Eu já tomei uma decisão racional (fazer BICT, seguir para Engenharia Mecânica e focar no setor de Petróleo e Gás, que eu já conheço e gosto). O problema é que, mesmo com o plano traçado, meu cérebro continua 'caçando' motivos para duvidar. É como se eu não conseguisse me sentir satisfeito com a minha escolha.
Quando vejo outras pessoas passando em outros cursos (como Medicina, Direito ou o CFO), eu imediatamente me pergunto: 'Será que aquele não é o curso ideal para mim?'. Eu sinto que estou perdendo algo, mesmo sabendo que o meu caminho é bom. Essa comparação me gera uma angústia horrível.

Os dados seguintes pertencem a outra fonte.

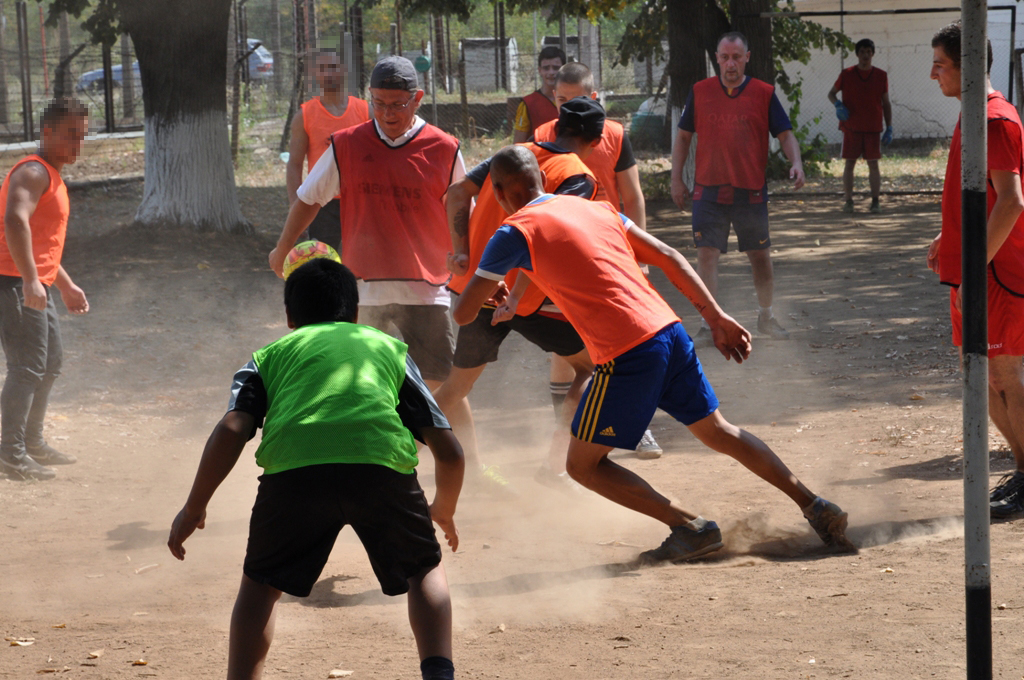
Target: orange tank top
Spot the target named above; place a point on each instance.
(487, 216)
(584, 262)
(392, 199)
(602, 161)
(48, 224)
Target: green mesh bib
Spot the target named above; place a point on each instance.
(332, 391)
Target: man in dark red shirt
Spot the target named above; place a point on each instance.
(865, 101)
(1005, 231)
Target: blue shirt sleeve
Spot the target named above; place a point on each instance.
(778, 122)
(686, 120)
(507, 250)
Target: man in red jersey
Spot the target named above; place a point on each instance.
(311, 129)
(585, 255)
(865, 101)
(539, 107)
(32, 239)
(732, 116)
(1006, 260)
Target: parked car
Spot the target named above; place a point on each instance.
(260, 61)
(91, 82)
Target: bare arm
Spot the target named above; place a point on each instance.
(1009, 206)
(450, 466)
(73, 296)
(633, 203)
(680, 152)
(460, 199)
(28, 184)
(791, 146)
(299, 217)
(730, 338)
(297, 146)
(219, 456)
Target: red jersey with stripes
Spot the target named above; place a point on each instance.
(862, 92)
(48, 225)
(395, 224)
(581, 258)
(1006, 152)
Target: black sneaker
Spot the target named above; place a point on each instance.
(704, 339)
(697, 537)
(771, 328)
(1007, 499)
(26, 468)
(47, 455)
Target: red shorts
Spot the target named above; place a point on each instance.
(1006, 322)
(861, 144)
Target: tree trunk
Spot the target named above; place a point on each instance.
(182, 54)
(758, 32)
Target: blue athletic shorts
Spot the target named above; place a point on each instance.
(662, 373)
(712, 221)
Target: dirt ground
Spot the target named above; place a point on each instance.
(863, 404)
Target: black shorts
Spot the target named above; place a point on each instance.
(478, 342)
(298, 514)
(425, 328)
(327, 224)
(712, 221)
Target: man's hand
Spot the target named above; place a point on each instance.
(183, 526)
(933, 254)
(34, 295)
(731, 339)
(458, 263)
(74, 299)
(448, 526)
(276, 260)
(680, 195)
(797, 175)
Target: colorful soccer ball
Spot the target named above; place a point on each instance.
(305, 251)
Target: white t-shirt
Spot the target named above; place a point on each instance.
(323, 183)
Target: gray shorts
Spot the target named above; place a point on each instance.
(426, 329)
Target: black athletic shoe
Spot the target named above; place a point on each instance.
(1007, 499)
(47, 455)
(22, 470)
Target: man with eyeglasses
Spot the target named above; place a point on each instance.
(392, 173)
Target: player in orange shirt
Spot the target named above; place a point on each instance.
(585, 256)
(619, 183)
(311, 129)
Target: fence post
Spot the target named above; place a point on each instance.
(109, 89)
(23, 50)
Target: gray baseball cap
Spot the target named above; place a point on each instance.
(394, 73)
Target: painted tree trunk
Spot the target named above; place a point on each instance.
(181, 46)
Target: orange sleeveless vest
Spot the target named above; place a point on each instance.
(320, 124)
(395, 225)
(540, 108)
(48, 224)
(584, 262)
(487, 216)
(733, 132)
(602, 161)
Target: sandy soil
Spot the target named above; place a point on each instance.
(863, 404)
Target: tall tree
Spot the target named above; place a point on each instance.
(181, 47)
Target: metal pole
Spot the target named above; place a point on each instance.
(23, 49)
(974, 123)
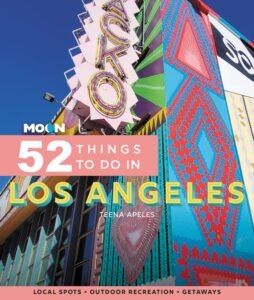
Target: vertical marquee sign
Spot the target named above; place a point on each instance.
(103, 72)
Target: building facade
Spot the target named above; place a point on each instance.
(194, 89)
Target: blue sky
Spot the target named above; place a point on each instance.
(35, 38)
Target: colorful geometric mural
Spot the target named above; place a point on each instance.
(241, 111)
(150, 86)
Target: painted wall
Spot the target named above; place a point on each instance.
(212, 245)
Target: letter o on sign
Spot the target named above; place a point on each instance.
(107, 109)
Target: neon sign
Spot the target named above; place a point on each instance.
(104, 74)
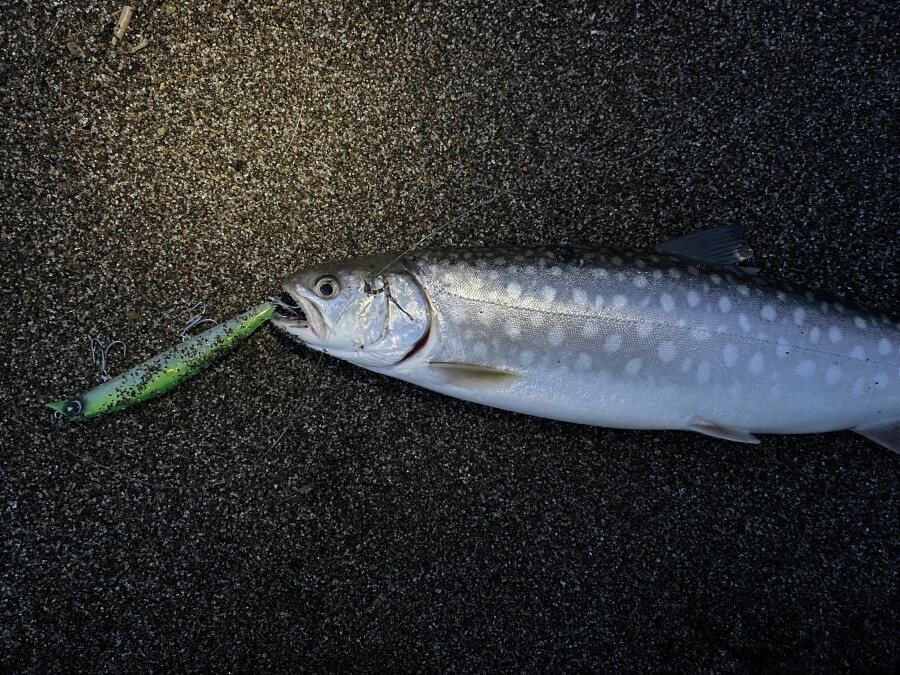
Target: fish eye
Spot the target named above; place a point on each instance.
(327, 287)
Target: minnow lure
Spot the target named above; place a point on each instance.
(164, 371)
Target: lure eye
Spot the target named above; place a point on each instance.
(327, 287)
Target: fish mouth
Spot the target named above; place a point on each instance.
(298, 317)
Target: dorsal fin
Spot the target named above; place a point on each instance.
(723, 246)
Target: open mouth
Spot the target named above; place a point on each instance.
(294, 314)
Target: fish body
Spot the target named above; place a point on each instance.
(676, 337)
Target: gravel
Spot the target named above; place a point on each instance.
(286, 512)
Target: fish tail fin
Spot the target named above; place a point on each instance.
(886, 433)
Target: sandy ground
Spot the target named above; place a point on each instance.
(282, 512)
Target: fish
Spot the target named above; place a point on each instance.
(680, 336)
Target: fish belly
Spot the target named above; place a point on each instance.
(642, 341)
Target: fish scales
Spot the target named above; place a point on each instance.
(639, 340)
(676, 337)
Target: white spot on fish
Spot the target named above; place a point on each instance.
(579, 297)
(703, 372)
(756, 364)
(613, 344)
(556, 336)
(513, 328)
(805, 368)
(667, 351)
(782, 348)
(699, 333)
(633, 367)
(729, 354)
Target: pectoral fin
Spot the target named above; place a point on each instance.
(702, 426)
(883, 433)
(472, 375)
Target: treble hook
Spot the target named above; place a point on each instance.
(100, 355)
(196, 320)
(278, 302)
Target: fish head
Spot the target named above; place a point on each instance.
(369, 311)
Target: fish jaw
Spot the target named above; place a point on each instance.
(308, 328)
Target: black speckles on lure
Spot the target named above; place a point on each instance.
(676, 337)
(166, 370)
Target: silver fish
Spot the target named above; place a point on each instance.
(675, 337)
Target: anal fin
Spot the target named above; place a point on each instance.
(722, 246)
(707, 428)
(885, 433)
(472, 375)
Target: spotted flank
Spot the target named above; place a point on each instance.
(676, 337)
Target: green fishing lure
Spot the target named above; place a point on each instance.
(164, 371)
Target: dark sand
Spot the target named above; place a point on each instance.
(285, 513)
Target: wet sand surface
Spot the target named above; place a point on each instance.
(286, 512)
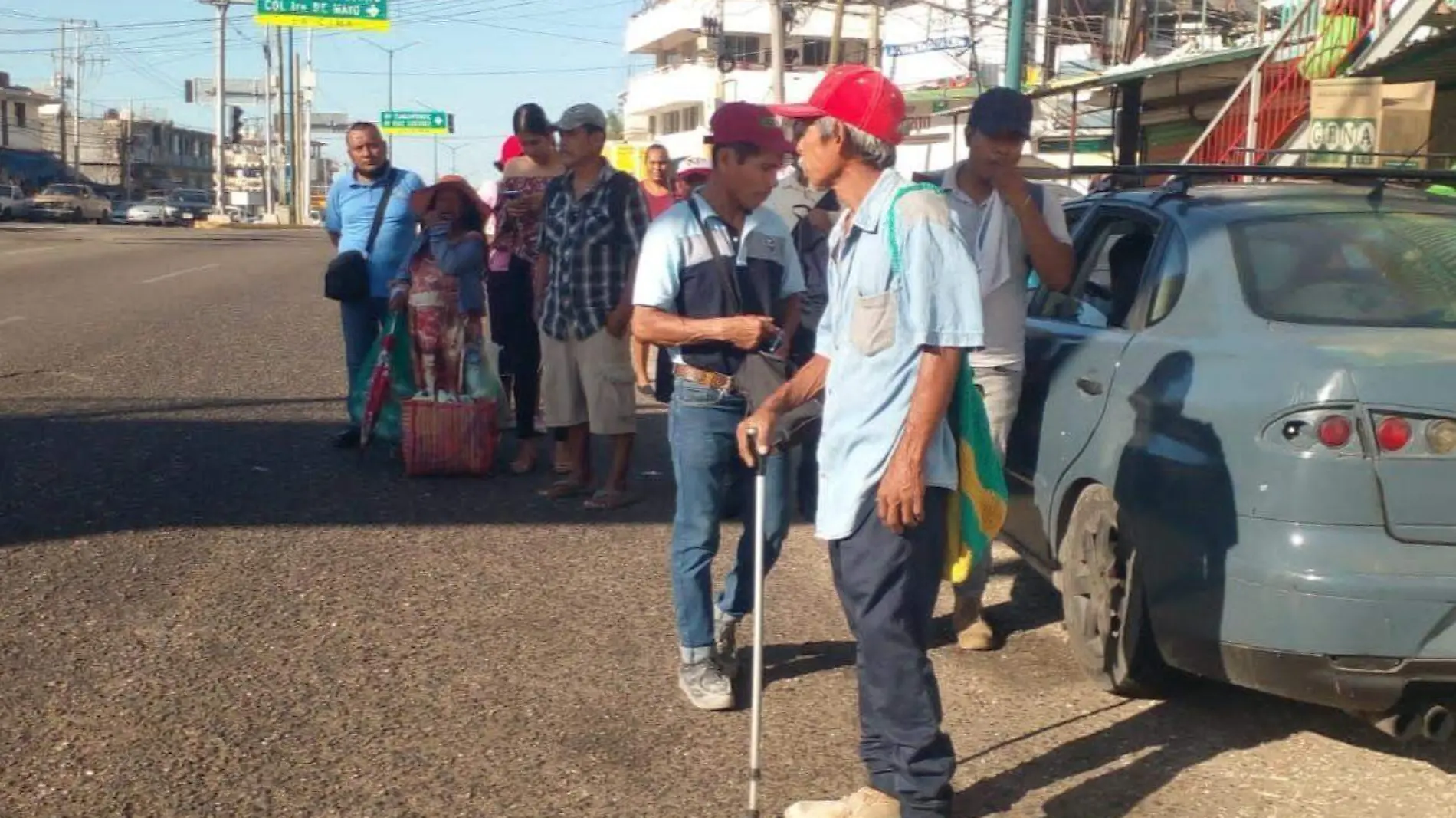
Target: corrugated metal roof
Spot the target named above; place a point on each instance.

Como eu posso aprender a viver com a dúvida sem deixar que ela paralise meus estudos? Eu preciso entender se essa indecisão constante é um traço da minha personalidade ou se é apenas um sintoma da minha ansiedade que está 'em pico' agora."RESPOSTA DO ESPECIALISTA DA SAÚDE :
Olá, boa tarde.
O que você descreve é bastante característico de um ciclo de ansiedade, especialmente quando há muita necessidade de ter certeza antes de seguir em frente. Essa sensação de “mente nebulosa”, dificuldade de confiar no que sente e a dúvida que volta o tempo todo não costumam indicar falta de capacidade ou erro na decisão, mas sim um estado de ativação ansiosa que interfere no seu processamento.
Na prática, quanto mais você tenta ter certeza absoluta de que escolheu o “caminho ideal”, mais o seu cérebro entra em modo de verificação constante. Ele começa a “caçar” possibilidades, comparar com outras pessoas e levantar dúvidas — não porque sua decisão seja ruim, mas porque a ansiedade pede garantia total. E essa garantia, na vida real, não existe.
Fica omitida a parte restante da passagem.